I have been super proud of how he has taken to being a big brother, he is great - he loves Boo2 heaps.  It is amazing to see how he treats him and talks to him - he is really kind and loving to him.  He says 'Oh sweetie, what's wrong?', 'It will be okay, sweetie' when Boo2 is crying.  Every morning he comes to see him and says 'hello little fella' and gives him a kiss and a hug.  I'm proud of how he speaks to Boo2 because he has obviously learned how from us - that makes me feel like we are doing a reasonable job. 

He doesn't really have his afternoon sleep much anymore, which makes him very grumpy (and me a bit grumpy too) but 'quiet time' is also a non-negotiable - he spends this in his room and it is always a bit of a battle.  I hear him singing songs in there or telling stories, sometimes I hear him call people on his pretend phone.  Even though he is supposed to me quiet - it makes me smile when I hear him.  My younger sister says he has a  case of FOMO (fear of missing out) - I heartily agree.

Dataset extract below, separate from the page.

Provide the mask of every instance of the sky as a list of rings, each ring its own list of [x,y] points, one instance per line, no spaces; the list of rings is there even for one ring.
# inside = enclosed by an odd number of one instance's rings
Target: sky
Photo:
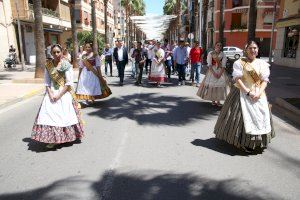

He has remained a pretty cautious kid but day care has really helped him to come out of his shell.  I took him to the indoor park the other day with some girlfriends and their kids and he really joined in - previously, he would have hung back and asked me to go in with him - last week, he barrelled in on his own and played up a storm with the other kids.  Even though on one hand, I feel guilty about him going to day care, on the other, I think that he has a wonderful time and it has really helped him to socialise.  Last week, he got put into the kinder room for a little bit as he will be making the transition soon and he was so proud of himself, he told me about it around 10 times.

He loves playing with other kids - he absolutely adores all of his cousins.  He had a sleepover at my older sisters place on Saturday night and is still talking about how much fun he had.  I am looking forward to when Boo2 is walking and they are able to play and have fun together.  It makes me so happy that they will both have a built in mate for the rest of their lives - wonderful.  I just hope that we can help to nurture a lovely sibling relationship between the two of them.

He's at the age where he says funny things and I am sure that JourneyMan and I have bored many people telling him about the cute things that he says and does.  He is addicted to porridge at the moment and we always have a couple of flavours on hand.  He likes to say 'Which one my want, Mummy?' then he pauses to think 'Ummmmm, that one' - it's a little ritual every morning and it makes both JourneyMan and I smile. Interestingly enough, JBB has all of a sudden I have gone from being 'Mummy' to 'Mum' and now, strangely 'Mumma' - I don't know why.

On the other hand, he also can be so frustrating I want to scream.  I will ask him to do something and he says 'no' (over and over again).  I tell him to stop doing something and he won't.  When he goes to bed he wants his cars, his trains, his dummy washed, his nappy changed, his water bottle filled up, he asks for a cuddle, then to be tucked in, then another cuddle and then to be tucked in again.  In essence, he is a toddler asserting his independence and most of the time I am proud of that (sometimes I just want to tear my hair out).

I can't believe that this little boy who I nestled into the small space in my neck, he was so tiny when he was born, is turning 3 next month.  What a wonderful 3 years it has been and how time has flown.